Chinese manufacturer GAC Group announced last week an important technical cooperation contract with the federal universities of Santa Catarina (UFSC), Santa Maria (UFSM) and the state universities of Campinas (Unicamp). The agreement aims to boost research and development of flex and hybrid flex engines for its vehicles.
Headquartered in the city of Guangzhou, southern China, GAC Group revealed that the total investment in this project will be 120 million reais, reinforcing its commitment to innovation and sustainability in the Brazilian market. The partnership includes the development of advanced technologies for intelligent automotive engines and systems, internship opportunities for students and professionals, as well as joint capacity building and training programs.

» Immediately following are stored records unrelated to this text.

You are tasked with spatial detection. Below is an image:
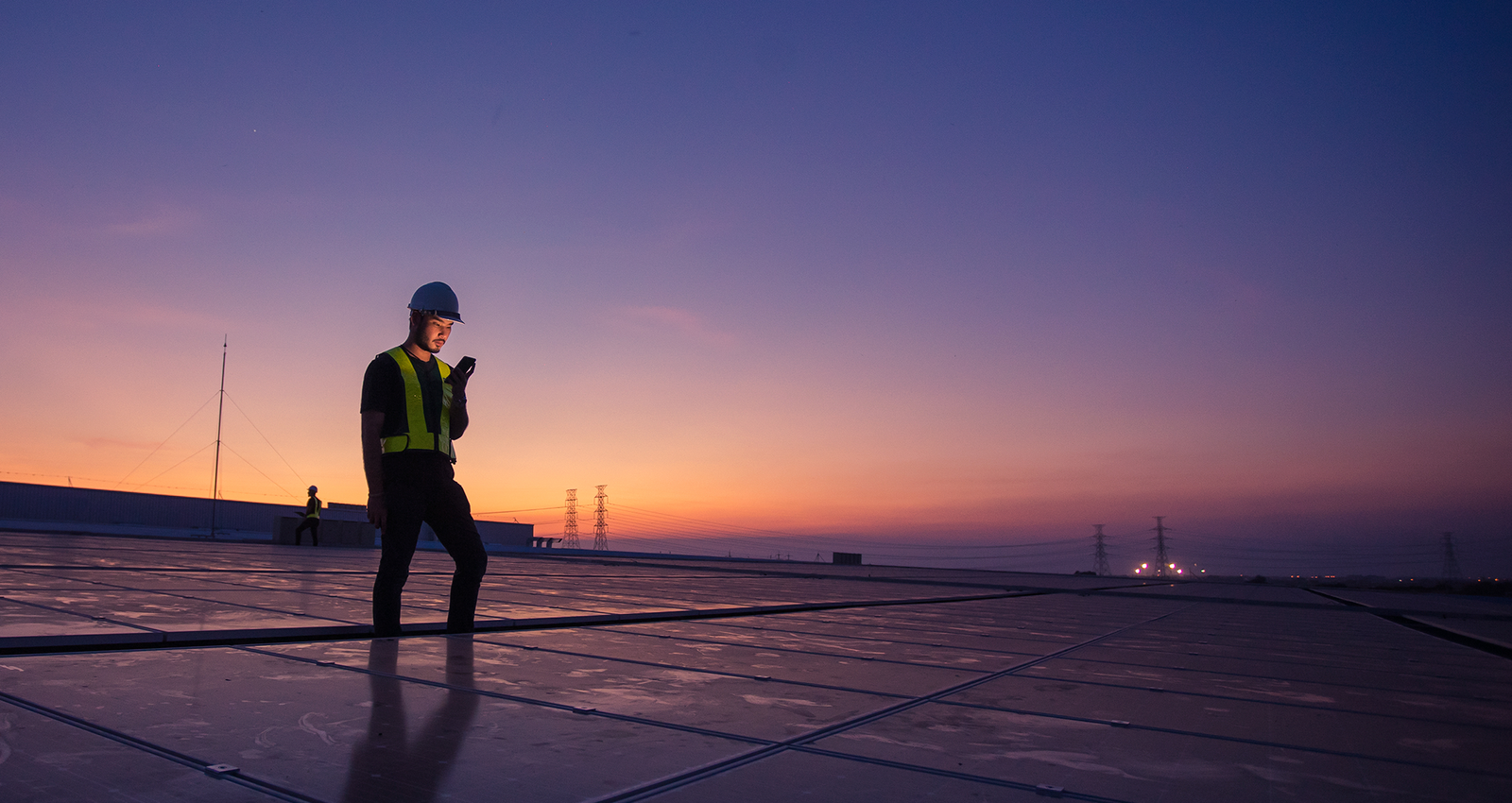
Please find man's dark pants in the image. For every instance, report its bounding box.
[373,453,489,637]
[293,516,320,546]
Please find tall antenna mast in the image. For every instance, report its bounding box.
[210,334,229,538]
[1155,516,1170,577]
[562,488,579,549]
[1439,532,1464,579]
[593,486,610,552]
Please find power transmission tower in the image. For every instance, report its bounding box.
[1155,516,1170,577]
[593,486,610,552]
[562,488,582,549]
[1442,532,1464,579]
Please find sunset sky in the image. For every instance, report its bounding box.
[0,0,1512,572]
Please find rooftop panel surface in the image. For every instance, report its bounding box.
[0,534,1512,803]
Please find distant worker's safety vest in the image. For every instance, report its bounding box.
[383,347,456,463]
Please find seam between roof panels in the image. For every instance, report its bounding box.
[577,605,1193,803]
[0,692,323,803]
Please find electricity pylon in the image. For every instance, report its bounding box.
[1155,516,1170,577]
[1442,532,1464,579]
[593,486,610,552]
[562,488,582,549]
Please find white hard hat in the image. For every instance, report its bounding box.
[410,282,463,324]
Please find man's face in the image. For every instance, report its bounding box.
[414,315,452,354]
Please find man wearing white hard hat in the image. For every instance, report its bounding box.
[361,282,489,637]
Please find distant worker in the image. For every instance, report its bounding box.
[361,282,489,639]
[293,486,320,546]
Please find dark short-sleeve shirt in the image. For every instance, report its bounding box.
[361,350,441,460]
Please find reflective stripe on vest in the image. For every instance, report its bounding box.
[383,347,456,463]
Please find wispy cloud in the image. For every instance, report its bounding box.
[620,307,735,347]
[104,206,199,237]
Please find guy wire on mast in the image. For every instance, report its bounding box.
[210,334,230,539]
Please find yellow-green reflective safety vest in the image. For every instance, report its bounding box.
[383,347,456,463]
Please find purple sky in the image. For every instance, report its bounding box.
[0,2,1512,573]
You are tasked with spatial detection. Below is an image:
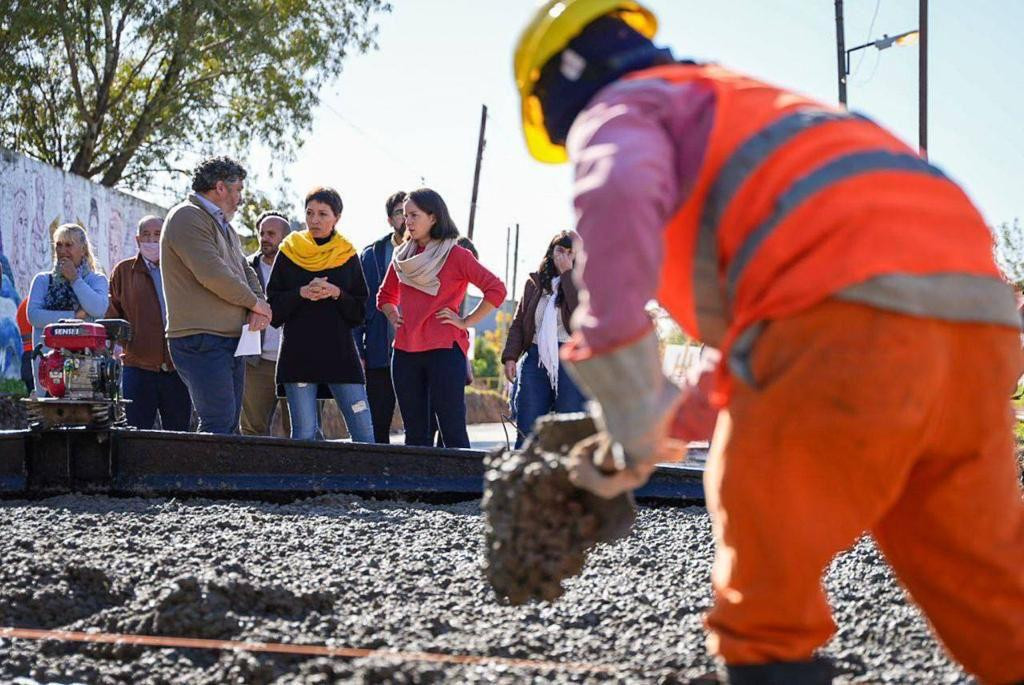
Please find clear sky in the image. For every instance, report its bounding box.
[243,0,1024,285]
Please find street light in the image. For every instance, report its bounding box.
[843,29,921,78]
[836,0,928,159]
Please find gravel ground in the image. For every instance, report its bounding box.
[0,496,972,683]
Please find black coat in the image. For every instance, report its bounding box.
[266,242,367,383]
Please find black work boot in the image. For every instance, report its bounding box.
[725,658,834,685]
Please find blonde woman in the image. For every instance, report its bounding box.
[28,223,110,394]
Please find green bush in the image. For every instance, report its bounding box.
[473,336,501,378]
[0,378,29,397]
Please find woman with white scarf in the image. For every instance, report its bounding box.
[377,188,505,447]
[27,223,110,395]
[502,230,587,447]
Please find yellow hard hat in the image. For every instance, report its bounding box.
[514,0,657,164]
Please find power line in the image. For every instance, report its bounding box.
[321,100,419,185]
[853,0,882,75]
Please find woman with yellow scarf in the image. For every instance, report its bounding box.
[266,187,374,442]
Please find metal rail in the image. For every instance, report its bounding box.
[0,428,703,503]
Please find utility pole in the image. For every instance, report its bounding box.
[918,0,928,160]
[512,223,519,299]
[466,104,487,240]
[836,0,846,108]
[503,226,515,286]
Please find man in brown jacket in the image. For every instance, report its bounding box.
[106,215,191,432]
[160,157,270,433]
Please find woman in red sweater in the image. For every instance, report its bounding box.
[377,188,505,447]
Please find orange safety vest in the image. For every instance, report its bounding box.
[16,298,32,352]
[628,65,1006,361]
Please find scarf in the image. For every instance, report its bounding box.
[537,276,561,394]
[391,238,457,295]
[43,260,89,311]
[281,229,355,272]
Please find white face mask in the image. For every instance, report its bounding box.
[138,243,160,264]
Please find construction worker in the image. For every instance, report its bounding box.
[514,0,1024,683]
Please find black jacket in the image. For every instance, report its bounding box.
[266,241,367,383]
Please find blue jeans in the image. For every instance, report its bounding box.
[391,345,469,447]
[285,383,374,442]
[515,345,587,447]
[121,367,191,433]
[168,333,246,435]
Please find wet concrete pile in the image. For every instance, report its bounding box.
[0,496,971,685]
[481,415,635,604]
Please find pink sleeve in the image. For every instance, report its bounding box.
[458,248,506,308]
[377,264,401,310]
[568,83,683,353]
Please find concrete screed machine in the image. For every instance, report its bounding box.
[24,318,132,429]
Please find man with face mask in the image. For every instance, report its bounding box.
[241,211,292,435]
[353,190,407,444]
[106,215,191,432]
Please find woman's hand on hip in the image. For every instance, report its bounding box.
[434,309,469,331]
[381,304,402,328]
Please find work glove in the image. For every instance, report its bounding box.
[565,330,686,498]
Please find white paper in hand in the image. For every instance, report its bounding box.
[234,324,263,356]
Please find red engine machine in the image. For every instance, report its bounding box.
[26,318,131,428]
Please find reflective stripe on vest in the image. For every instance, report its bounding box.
[725,149,945,302]
[692,110,944,337]
[693,110,867,344]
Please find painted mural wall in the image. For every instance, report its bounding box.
[0,148,166,379]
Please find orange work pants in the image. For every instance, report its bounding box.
[705,300,1024,683]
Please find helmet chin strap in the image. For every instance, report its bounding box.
[534,16,673,144]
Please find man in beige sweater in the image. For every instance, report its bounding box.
[160,157,270,433]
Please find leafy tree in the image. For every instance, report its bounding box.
[992,218,1024,289]
[473,331,501,379]
[0,0,391,187]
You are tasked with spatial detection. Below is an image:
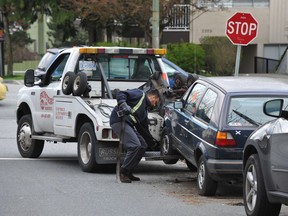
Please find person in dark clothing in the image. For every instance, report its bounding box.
[110,89,160,183]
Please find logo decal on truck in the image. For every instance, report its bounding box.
[40,91,54,111]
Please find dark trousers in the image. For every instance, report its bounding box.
[111,122,147,174]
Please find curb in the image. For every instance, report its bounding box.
[4,80,24,85]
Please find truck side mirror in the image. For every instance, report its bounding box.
[263,99,284,117]
[174,101,183,109]
[24,69,35,87]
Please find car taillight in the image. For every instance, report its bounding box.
[215,131,236,147]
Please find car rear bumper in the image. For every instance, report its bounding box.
[207,159,243,175]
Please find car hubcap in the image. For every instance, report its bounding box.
[18,123,32,151]
[198,162,205,189]
[245,165,257,211]
[80,132,92,164]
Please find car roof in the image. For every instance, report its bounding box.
[200,75,288,93]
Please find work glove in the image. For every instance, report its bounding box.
[117,102,132,117]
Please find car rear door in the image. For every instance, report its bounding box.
[173,83,206,157]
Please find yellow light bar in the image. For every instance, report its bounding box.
[154,49,167,55]
[79,47,167,55]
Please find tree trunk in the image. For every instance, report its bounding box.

“Brazil is a priority for the GAC Group,” said Alex Zhou, CEO of GAC Brasil. The company’s office in São Paulo opened on December 4, and the Chinese automaker plans to invest 5.8 billion reais in the country over the next five years.

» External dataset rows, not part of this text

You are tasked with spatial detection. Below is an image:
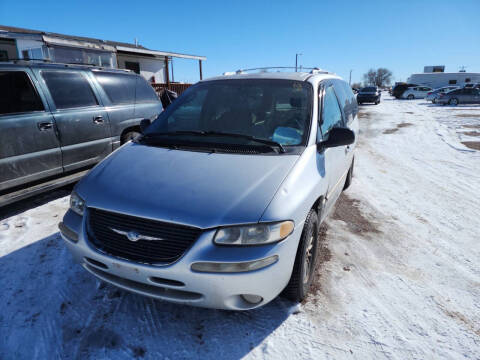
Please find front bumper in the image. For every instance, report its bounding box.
[61,210,303,310]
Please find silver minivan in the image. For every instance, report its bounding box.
[59,71,358,310]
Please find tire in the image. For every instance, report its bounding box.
[282,209,319,302]
[448,98,458,106]
[120,131,141,145]
[343,158,355,191]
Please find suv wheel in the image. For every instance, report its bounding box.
[343,159,355,190]
[120,131,141,145]
[448,98,458,106]
[283,209,318,302]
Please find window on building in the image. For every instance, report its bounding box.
[0,71,44,115]
[49,46,115,67]
[125,61,140,74]
[321,86,342,135]
[135,75,159,102]
[42,71,98,109]
[94,71,137,105]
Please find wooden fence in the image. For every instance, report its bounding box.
[151,83,192,96]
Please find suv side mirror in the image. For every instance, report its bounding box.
[317,128,355,151]
[140,119,152,134]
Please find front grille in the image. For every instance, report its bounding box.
[88,208,201,264]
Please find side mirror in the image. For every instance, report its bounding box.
[317,128,355,151]
[140,119,152,134]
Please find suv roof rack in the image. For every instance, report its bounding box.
[223,66,331,76]
[3,59,133,73]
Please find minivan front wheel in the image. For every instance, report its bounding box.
[283,209,318,302]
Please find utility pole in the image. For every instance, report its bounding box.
[295,53,303,72]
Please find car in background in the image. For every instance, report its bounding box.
[437,88,480,105]
[357,86,382,105]
[391,82,417,99]
[464,83,480,89]
[0,60,162,205]
[59,71,359,310]
[402,86,432,100]
[425,86,458,104]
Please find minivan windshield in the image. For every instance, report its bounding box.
[144,79,313,152]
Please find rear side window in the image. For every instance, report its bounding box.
[333,80,349,107]
[321,86,342,135]
[93,72,137,105]
[0,71,44,115]
[42,71,98,109]
[135,76,159,102]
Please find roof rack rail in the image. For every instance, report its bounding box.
[6,59,133,73]
[223,66,331,76]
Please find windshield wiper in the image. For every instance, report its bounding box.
[205,131,285,153]
[141,130,285,153]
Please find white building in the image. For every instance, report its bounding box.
[407,65,480,89]
[0,25,207,84]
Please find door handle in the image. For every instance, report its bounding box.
[93,115,103,124]
[37,122,53,131]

“The Brazilian subsidiary will be the third unit outside China, joining operations already established in Thailand and Malaysia. In the Chinese market, we are the fifth largest automaker, with an annual production of 2.52 million vehicles in 2023”, highlighted Wei Haigang, president of GAC Internacional.
The Chinese manufacturer is still evaluating the location of future production lines in Brazil, and is also considering the possibility of acquiring existing factories. A similar strategy has already been adopted by other Chinese automakers. BYD acquired the Ford factory in Camaçari, Bahia, while Great Wall Motor purchased the Mercedes-Benz plant in Iracemápolis, São Paulo.
From the first half of 2025, GAC Group intends to launch at least seven models on the Brazilian market, including hybrid, plug-in hybrid and electric vehicles.